Bebé desaparecida em Gaia entregue no posto da GNR dos Carvalhos. Não foi a mãe quem a devolveu

Orlando Almeida (arquivo)
A mãe retirou a filha de quatro meses do hospital, no distrito do Porto, durante a tarde, "após ter sido informada pelo tribunal, durante a manhã, de que a criança seria entregue a uma família de acolhimento"
A bebé retirada pela mãe do internamento de Pediatria do Hospital de Gaia na quarta-feira, foi entregue esta quinta-feira, ao final da tarde, no Posto da GNR dos Carvalhos, em Vila Nova de Gaia.
A TSF conseguiu apurar, junto de fonte do Comando Nacional da GNR, que a bebé não foi entregue pela mãe, mas por uma terceira pessoa, que foi identificada pelas autoridades.

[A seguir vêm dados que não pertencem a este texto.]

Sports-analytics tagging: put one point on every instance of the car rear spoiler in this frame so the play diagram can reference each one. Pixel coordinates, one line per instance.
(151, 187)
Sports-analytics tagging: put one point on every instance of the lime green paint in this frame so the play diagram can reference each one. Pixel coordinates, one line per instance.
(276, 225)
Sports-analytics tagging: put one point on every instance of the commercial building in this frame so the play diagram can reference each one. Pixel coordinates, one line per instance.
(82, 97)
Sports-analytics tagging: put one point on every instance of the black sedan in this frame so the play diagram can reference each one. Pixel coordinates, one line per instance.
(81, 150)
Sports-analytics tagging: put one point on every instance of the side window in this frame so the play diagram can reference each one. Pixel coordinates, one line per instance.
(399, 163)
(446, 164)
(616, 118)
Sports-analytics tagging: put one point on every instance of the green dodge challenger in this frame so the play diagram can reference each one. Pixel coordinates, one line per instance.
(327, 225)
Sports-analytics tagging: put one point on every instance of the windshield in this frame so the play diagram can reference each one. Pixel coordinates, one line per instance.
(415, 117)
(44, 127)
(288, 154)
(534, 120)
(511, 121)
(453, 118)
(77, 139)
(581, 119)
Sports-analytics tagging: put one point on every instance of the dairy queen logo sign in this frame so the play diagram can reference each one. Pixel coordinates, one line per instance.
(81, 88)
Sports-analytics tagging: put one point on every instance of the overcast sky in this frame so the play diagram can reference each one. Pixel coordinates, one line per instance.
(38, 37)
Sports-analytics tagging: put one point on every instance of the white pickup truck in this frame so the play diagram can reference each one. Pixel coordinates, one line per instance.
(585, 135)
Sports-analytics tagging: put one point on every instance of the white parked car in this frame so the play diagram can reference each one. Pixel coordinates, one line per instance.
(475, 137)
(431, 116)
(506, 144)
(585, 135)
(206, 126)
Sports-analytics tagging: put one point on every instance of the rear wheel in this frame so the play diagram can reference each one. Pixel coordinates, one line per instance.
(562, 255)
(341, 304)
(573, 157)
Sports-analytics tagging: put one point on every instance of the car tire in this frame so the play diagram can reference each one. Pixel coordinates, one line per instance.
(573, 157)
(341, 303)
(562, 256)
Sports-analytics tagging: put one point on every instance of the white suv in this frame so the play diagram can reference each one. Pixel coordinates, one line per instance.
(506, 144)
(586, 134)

A informação já foi comunicada à PSP, que está a cargo da investigação.
À Lusa, uma outra fonte acrescentou que a criança seguiu para o hospital, que não indicou qual, para ser avaliada.
A menina de quatro meses foi retirada pela mãe do internamento, contornando as medidas de segurança, tendo já sido aberto um inquérito interno, confirmou esta quinta-feira fonte da Unidade Local de Saúde Gaia/Espinho (ULSGE).
A mãe retirou a filha de quatro meses do hospital, no distrito do Porto, durante a tarde, "após ter sido informada pelo tribunal, durante a manhã, de que a criança seria entregue a uma família de acolhimento" ainda durante o dia de quarta-feira, referiu a mesma fonte.
O caso foi avançado esta quinta-feira pelo Jornal de Notícias (JN), que refere que, de imediato, o hospital comunicou o desaparecimento da bebé à PSP e ao tribunal.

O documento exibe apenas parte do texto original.